As for the Tenstorrent architecture, I think there are similarities with the Intel Larrabee approach which had many simple x86 P54C type cores and 512 bit vector units. Although it's possible the baby RISC-V core is a simple MMU less in-order single pipeline CPU core which would certainly take less area than an original Pentium dual pipelined in-order core with the x86 decode overhead. Even if the area is a low 1%, that doesn't quite tell you the runtime implications. The whole point of a GPU was to eschew the whole complex control structure of CPUs, take advantage of memory streaming on very fast HBM type memory by gathering data there and just computing as fast as possible for data parallel workloads.
If a Larrabee like approach didn't work for graphics (and even HPC applications later) then will Tenstorrent work now? Either Larrabee was ahead of its time or there are some fundamental issues. Surely during the graphics wars some might have tried such an approach or even AMD and nVidia might have thought of it?
A GPU can be thought of as a throughput compute device. A crude analogy is that a GPU is like a big Amtrak train. You gather lots of folks onto a station with flexible point to point cars/vans (CPUs) then transport them en masse on dedicated tracks (SM cores/HBM) and then scatter them back at the destination station. To torture the analogy further does it become better if light vans hookup together in a train like formation or if each train car has a small engine? I don't know... I suspect a lot will boil detailed analysis of the software framework and how much the Tenstorrent architecture can allow it to keep up with the yearly cadence of nVidia hardware releases and flops increase per year.
Full Disclosure: I may or may not have positions in AI hardware startups (no easy way to know) due to a semi-index like VC investing approach via Vested Inc.
Yep he did save twice. Should have mentioned both AMD64 and Zen.

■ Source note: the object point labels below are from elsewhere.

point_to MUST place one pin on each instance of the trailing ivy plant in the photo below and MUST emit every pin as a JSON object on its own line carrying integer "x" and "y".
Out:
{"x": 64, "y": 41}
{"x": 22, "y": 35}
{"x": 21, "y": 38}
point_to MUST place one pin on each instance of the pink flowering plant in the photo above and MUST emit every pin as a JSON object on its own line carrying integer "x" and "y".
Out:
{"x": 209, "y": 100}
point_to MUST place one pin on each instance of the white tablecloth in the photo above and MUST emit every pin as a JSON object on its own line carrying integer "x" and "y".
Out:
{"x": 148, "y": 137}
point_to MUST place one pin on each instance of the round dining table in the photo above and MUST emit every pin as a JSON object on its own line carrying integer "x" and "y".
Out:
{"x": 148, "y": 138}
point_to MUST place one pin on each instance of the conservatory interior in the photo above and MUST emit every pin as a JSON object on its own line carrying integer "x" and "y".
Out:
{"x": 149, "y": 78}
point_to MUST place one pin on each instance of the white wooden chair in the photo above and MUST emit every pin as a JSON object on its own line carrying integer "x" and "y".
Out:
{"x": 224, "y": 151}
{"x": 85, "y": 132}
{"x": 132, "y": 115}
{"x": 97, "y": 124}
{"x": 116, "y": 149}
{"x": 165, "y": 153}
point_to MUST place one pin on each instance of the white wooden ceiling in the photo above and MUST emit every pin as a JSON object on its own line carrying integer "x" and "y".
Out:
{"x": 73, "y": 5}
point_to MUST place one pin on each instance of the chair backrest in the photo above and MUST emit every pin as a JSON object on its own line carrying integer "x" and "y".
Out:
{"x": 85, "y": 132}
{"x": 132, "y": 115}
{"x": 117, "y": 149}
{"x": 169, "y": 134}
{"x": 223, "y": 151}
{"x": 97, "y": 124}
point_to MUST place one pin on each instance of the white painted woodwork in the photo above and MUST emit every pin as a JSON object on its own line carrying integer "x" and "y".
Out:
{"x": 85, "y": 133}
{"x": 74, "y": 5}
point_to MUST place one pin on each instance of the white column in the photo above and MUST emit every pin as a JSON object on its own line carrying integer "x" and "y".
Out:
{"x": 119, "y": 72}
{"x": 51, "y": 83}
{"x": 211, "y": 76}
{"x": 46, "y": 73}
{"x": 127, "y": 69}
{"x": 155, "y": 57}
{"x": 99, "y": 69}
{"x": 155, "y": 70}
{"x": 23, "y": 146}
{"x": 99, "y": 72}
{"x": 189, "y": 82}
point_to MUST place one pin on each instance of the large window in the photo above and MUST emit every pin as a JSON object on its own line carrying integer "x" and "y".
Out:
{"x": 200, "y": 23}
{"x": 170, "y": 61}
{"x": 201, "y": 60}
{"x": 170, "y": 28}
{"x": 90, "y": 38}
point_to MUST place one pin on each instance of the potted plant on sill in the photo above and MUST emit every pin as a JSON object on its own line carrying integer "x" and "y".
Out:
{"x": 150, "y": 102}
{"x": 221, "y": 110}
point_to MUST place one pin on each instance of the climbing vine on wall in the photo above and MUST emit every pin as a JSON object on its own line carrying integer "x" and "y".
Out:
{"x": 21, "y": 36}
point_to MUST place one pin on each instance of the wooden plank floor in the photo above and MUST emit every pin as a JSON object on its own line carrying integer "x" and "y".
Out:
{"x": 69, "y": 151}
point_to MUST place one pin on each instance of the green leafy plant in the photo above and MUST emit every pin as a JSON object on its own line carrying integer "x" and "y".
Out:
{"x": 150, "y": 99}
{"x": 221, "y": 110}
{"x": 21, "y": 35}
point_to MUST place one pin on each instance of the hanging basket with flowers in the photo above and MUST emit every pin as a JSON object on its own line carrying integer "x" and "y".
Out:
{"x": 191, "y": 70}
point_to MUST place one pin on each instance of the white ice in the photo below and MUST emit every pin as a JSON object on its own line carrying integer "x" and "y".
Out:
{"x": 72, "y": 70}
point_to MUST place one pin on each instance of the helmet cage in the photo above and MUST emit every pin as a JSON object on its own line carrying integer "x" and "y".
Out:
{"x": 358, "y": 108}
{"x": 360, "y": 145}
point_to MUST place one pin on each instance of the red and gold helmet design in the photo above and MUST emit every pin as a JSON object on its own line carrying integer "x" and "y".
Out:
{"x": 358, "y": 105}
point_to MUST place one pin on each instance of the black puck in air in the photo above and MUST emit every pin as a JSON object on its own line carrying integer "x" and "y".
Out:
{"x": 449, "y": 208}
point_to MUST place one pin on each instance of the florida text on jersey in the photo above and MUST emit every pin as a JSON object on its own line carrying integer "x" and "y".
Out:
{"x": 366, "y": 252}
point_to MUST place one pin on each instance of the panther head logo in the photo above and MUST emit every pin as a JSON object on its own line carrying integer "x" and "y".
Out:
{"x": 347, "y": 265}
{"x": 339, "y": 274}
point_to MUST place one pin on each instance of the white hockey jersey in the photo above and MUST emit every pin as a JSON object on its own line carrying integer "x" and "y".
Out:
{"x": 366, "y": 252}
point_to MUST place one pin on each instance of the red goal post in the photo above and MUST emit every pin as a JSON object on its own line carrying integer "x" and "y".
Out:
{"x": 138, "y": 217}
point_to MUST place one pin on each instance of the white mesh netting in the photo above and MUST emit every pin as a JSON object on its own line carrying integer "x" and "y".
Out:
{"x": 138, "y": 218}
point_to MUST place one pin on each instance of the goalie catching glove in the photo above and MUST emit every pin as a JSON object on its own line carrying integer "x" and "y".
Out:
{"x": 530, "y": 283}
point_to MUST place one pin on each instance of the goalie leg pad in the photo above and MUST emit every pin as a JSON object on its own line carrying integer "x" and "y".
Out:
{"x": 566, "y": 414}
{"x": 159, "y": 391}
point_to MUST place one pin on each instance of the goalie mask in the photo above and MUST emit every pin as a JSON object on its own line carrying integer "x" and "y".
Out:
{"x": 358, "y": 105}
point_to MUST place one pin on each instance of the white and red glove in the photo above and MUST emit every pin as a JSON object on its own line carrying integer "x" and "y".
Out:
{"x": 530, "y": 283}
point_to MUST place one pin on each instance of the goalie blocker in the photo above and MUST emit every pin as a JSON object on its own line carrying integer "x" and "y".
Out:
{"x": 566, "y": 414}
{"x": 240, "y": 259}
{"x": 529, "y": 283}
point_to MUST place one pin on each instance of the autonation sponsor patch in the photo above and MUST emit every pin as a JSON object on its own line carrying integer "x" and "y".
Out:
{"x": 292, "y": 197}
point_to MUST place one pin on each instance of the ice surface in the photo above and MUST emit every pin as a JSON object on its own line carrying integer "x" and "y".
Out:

Very interesting link to Larabee! Great connection. My understanding is the baby RISC-V are much weaker than the Larrabee x86 cores even when adjusting to modern process nodes. Runtime implications are something I can't really figure out myself. TT uses the Tracy open-source debug tool and they showed me some in-progress optimization projects. Looked like there were a lot of bottleneck opportunities.
I believe TT has a strong chance of surviving the upcoming AI hardware downturn, but personally, I'm more excited about its architecture and its potential for advancing spatial computing (not the Apple VR version...). In my opinion, a true breakthrough will come from distributed computing that mirrors the brain, with long-distance asynchronous messaging and local compute + storage serving as the nuclei of intelligence. TT is particularly well-positioned for this, unlike other architectures
TensTorrent probably chose GCC over LLVM because GCC has global + local register variable support (6.50.5) and LLVM's support for that is more limited (non allocable registers).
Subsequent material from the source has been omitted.